И на меня вдруг обрушилась со всей дури хрустально-прекрасная осень. Я задрала голову, потому что надо было быстро рассмотреть и впитать в себя Пугачёвскую башню, вот она от меня слева. Архитектор Матвей Казаков. Очень мало что дошло до нас в такой сохранности, как вот это вот. Что осталось нетронутым? В Кремле всё испортили во время последней большой реконструкции, здание университета испортили сильно раньше.
Остался Петровский дворец, очень мной любимый, остался Колонный зал (нафиг, испорчен всякой гадостью). Павловская больница, Голицынская больница. Но это не то, мне нравится, но тут же крепость. И первая самостоятельная работа Матвея Казакова, это вообще 1771 год. В свете специфики, так сказать, сферы деятельности никто не трогал ничего, обошлось без усовершенствований.
И это первое, что я увидела. Высокое голубое октябрьское небо с лёгкой проседью, и слева — нетронутый Матвей Казаков. И я вижу это не на картинке. И я захлебнулась этим. На меня внезапно нахлынуло счастье. А счастье в моей ситуации — это непросто, дайте же мне немного поупиваться.
Но нет, где там.
— Пошли быстрее, скоро исповедь.
А, да, я ж на исповедь иду. В смысле на исповедь должны привести Алексея, а меня — петь в церковном хоре. Но на самом деле исповедовать его буду я. А что, я умею.
Мы обходим всю эту казаковскую красоту почти по периметру, ныряем в какие-то казематы и оказываемся во внутреннем дворе тюрьмы, там церковь. Ну такая — никакая, из новейших приходов. Но отсюда Казакова не видно, и небо тоже куда-то делось, вокруг только тюремные стены.

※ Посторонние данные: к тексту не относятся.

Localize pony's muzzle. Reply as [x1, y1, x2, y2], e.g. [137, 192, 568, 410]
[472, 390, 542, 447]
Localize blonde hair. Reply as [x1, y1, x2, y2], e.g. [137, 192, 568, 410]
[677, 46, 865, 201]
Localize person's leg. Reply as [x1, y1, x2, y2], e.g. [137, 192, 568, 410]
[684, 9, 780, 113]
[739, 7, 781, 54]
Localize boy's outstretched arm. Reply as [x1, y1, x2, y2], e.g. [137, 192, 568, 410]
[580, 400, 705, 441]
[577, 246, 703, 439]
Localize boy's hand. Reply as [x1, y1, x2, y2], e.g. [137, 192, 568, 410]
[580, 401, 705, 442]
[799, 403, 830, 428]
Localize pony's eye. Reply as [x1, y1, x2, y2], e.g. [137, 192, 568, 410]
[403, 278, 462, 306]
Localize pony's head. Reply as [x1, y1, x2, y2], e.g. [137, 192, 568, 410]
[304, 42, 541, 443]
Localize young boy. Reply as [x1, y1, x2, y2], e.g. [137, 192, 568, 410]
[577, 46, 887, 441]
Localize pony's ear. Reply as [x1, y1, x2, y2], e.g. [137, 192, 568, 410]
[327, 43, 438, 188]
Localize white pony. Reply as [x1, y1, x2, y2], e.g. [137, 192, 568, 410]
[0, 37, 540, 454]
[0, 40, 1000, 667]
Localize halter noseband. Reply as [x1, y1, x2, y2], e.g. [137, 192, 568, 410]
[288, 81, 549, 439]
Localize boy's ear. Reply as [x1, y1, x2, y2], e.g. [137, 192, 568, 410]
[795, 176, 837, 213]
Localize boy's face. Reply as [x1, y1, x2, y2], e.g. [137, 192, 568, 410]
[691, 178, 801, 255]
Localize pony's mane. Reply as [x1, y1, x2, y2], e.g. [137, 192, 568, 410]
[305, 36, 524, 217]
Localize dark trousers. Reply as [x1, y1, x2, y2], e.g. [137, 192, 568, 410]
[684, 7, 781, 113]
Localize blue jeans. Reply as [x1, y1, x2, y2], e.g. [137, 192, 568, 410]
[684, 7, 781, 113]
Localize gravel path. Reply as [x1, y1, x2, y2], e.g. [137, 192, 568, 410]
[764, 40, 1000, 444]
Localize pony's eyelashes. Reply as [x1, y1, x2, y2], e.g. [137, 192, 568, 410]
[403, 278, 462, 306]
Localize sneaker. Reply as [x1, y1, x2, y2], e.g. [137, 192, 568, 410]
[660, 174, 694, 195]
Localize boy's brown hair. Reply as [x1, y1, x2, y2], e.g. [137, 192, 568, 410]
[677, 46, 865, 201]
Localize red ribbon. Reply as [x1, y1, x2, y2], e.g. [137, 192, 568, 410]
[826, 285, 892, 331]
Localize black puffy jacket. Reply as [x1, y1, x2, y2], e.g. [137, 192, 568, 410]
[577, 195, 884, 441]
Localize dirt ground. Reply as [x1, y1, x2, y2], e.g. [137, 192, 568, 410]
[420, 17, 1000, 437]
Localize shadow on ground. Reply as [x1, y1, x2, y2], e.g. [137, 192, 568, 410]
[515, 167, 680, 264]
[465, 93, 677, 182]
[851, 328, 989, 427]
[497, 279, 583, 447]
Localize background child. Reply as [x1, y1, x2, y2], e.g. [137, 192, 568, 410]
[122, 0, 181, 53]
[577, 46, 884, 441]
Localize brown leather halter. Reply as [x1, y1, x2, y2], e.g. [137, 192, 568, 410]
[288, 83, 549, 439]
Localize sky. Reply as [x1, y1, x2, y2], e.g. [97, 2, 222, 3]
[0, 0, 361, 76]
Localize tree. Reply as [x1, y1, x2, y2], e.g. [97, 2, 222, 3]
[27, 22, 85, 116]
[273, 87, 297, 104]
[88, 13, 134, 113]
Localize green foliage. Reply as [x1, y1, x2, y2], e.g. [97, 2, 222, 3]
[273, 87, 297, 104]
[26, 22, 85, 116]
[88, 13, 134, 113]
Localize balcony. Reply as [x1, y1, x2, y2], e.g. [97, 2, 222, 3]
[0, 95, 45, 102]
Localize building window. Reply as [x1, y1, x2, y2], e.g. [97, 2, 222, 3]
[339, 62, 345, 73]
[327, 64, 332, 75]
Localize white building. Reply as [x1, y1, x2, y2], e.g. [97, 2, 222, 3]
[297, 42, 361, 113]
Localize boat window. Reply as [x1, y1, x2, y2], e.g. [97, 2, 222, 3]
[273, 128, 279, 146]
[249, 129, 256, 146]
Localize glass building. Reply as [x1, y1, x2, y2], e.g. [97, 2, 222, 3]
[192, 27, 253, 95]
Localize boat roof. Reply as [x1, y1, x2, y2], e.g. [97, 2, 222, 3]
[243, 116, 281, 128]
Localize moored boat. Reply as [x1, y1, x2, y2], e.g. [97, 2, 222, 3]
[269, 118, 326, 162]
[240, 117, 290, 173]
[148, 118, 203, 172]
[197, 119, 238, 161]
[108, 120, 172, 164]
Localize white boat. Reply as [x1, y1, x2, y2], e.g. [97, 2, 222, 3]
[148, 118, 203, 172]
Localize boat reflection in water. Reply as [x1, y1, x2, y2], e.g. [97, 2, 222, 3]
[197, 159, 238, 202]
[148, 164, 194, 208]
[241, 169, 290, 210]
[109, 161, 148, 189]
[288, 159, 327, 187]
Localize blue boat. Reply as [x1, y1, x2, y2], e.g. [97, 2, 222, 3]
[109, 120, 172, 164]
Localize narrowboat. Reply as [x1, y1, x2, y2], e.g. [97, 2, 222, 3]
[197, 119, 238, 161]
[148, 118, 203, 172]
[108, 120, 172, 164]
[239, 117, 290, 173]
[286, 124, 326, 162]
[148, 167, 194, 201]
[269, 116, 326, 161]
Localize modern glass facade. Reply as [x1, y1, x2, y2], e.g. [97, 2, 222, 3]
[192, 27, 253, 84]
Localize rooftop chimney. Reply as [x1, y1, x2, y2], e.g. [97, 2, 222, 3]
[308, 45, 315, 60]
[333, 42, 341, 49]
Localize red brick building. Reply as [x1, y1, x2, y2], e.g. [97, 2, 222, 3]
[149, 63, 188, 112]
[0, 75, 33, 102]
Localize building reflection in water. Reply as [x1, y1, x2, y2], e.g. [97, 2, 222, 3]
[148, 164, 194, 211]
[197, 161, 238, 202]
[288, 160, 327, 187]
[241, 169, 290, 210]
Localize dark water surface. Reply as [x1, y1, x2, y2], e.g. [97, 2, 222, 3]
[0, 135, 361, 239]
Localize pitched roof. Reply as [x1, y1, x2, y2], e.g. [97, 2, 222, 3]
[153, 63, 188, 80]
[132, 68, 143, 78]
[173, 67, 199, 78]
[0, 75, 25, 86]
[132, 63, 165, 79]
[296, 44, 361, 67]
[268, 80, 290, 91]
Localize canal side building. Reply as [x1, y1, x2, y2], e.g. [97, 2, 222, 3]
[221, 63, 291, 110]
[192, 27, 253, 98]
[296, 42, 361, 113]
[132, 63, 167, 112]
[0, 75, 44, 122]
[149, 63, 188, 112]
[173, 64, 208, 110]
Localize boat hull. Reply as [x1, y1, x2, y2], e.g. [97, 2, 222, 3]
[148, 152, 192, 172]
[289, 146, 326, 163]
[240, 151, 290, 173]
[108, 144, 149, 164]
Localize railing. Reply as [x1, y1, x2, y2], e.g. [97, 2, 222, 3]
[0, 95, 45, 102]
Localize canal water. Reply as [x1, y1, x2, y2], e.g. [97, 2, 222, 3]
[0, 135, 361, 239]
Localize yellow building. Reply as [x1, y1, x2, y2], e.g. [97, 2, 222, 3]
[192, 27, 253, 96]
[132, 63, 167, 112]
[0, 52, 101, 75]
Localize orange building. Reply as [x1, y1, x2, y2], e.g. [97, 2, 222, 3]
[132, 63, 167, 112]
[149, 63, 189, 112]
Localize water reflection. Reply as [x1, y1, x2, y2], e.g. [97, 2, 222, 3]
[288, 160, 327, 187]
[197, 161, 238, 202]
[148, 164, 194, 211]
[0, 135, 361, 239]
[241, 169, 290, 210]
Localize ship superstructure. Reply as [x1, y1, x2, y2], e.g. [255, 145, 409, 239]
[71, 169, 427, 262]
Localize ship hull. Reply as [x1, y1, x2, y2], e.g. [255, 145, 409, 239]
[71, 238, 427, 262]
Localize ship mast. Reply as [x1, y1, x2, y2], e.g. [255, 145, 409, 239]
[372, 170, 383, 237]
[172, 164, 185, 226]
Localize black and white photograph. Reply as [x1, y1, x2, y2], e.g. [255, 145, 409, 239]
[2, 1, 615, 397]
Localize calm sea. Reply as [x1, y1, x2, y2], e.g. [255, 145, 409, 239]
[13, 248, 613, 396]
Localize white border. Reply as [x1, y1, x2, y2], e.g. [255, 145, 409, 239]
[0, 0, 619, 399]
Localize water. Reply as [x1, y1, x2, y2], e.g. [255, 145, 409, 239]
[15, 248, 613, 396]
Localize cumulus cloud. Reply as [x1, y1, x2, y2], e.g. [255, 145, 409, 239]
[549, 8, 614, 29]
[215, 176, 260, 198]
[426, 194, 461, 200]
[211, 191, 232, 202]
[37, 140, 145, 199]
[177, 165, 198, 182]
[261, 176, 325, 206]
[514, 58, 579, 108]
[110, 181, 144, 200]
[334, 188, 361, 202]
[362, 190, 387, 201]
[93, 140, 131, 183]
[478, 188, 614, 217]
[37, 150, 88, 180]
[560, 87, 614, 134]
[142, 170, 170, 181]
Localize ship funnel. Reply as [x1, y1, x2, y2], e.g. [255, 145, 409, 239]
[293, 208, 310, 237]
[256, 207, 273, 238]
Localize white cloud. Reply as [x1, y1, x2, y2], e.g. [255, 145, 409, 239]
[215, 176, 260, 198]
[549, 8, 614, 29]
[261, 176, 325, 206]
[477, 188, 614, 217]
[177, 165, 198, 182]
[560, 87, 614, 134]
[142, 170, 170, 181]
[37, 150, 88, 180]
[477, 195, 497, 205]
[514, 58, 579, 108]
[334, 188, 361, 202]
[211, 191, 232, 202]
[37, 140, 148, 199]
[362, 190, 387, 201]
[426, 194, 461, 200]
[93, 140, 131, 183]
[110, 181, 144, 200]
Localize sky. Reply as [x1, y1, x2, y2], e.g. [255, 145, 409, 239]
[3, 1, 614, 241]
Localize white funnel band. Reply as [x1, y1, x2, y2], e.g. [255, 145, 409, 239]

Мой провожатый, староста прихода отец Шурик, быстро прошмыгнул всё невеликое церковное пространство и затолкнул меня в подсобку.
— Я закрою дверь на ключ.
Ну а что я могу. Закрывай.
Закрыта в тюрьме в подсобке, ладно. Телефон отобрали на проходной. Подсобка была под стать церкви, выкрашена какой-то довольно гадкой краской типа лазоревого цвета, на самом деле синькой пополам с зелёнкой. Она была узкой и длинной, вдоль стен тянулись открытые деревянные полки, и на них лежала свежая мужская одежда и очки. Как я поняла, пожертвования через церковь. Пригляделась: нет, не пожертвования, у каждой стопки бумажка с фамилией получателя. То есть передачи вне окошка передач. Ладно, учтём этот интересный момент.
Через какое-то время ключ в замочной скважине тихо задвигался, и ко мне в каморку втолкнули человека. Дверь закрылась, зашуршал замок.
Человек прижался к двери, я прижалась к противоположной стене.
Мы помолчали некоторое время, приглядываясь.
Нет, этот несчастный бледный юноша был мне незнаком.
— Здравствуй, Оленька.
О Боже ж мой.
Тюрьма
Я резко шагнула вперёд. Я не знаю, как он отшатнулся, будучи изначально добровольно прижатым к двери, но он точно отшатнулся.
— Не подходи, пожалуйста, по мне кто-то ползает.
Больше всего меня впечатлила его кожа. Очень бледная, какая-то хрупкая и обвисшая, на ней были красные, голубые и бурые пятна — такие, как будто кто-то нечаянно коснулся больничной простыни обильно перепачканными руками. Похоже было, что любое касание оставляет на нём синяки.
За три месяца он похудел килограмм на 20–25, хотя передачи получал регулярно, я носила ему продукты несколько раз в неделю. Гораздо позже я поняла, что тогда происходило — едва ли ему что доставалось. Домашний мальчик с очень дурным характером, неуживчивый, заносчивый, да ещё и позиционирующий себя состоятельным человеком без малейших на то оснований — иначе и быть не могло.
— Лёша, пиши. Пиши обо всём, что с тобой происходит. Обо всём, что видишь.
Другого рецепта я дать не могла, я другого рецепта не знаю. Лёша писать никогда не умел и не любил, однако мне нужно было быстро придумать ему цель и занятие.
Ни о каких делах мы поговорить тогда не смогли. Всё это вдруг стало неважно.
Важно стало не быть здесь. Не мне.
Но как?
Когда Лёшу арестовывали, он успел сказать мне: «Загляни в свою тумбочку». Я успела до обыска найти там конверт и спрятала его хорошенько. Его не нашли. Во время обыска вообще ничего не нашли: пока они там ехали не торопясь из Москвы на Николину гору, я полностью очистила дом от бумаг и электронных носителей.